# Alloy Synapse Brake upgrade



## Wynnbb (Oct 16, 2012)

Anyone tried upgrading brakes on an Alloy Synapse? 

I got a set of Sram Red off another bike and found out the caliper's reach is not long enough. Seems like the Synapse Alloy frame uses "Long reach" brakers only. 

Is there a work around to extend the reach? What about other nice brakes that are long reach?


----------



## tihsepa (Nov 27, 2008)

Tektros with good pads or maybe some Shimano BR650's. Whats wrong with what you have? Maybe some good padswould help.


----------



## Wynnbb (Oct 16, 2012)

tihsepa said:


> Tektros with good pads or maybe some Shimano BR650's. Whats wrong with what you have? Maybe some good padswould help.

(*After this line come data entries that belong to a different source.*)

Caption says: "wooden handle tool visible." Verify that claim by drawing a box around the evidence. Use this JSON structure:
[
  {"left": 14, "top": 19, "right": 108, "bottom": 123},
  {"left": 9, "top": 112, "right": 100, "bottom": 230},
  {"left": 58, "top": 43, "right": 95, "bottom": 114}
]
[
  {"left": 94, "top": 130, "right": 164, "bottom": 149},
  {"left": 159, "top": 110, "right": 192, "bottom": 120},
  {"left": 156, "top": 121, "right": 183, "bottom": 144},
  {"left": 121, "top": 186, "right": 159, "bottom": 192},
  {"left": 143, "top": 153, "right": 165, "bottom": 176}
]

Well I'v had really bad experiences with Tekro brand on my mountain bike. The SRAM Red brakes were given to me. I ended up buying a metal file/gradual metal remover in homedepot and enlarge the opening on the brake... took me two hrs to do one side, it's working so far as it seems :cryin:

I really love my synapse, but this long reach brake maybe the only negative - All the nicer brakes are short reach. The Shimano R650 is really heavy. 


Why cannondale.. why.....


----------



## tihsepa (Nov 27, 2008)

Wynnbb said:


> Well I'v had really bad experiences with Tekro brand on my mountain bike. The SRAM Red brakes were given to me. I ended up buying a metal file/gradual metal remover in homedepot and enlarge the opening on the brake... took me two hrs to do one side, it's working so far as it seems :cryin:
> 
> I really love my synapse, but this long reach brake maybe the only negative - All the nicer brakes are short reach. The Shimano R650 is really heavy.
> 
> ...


I guess its your bike.


----------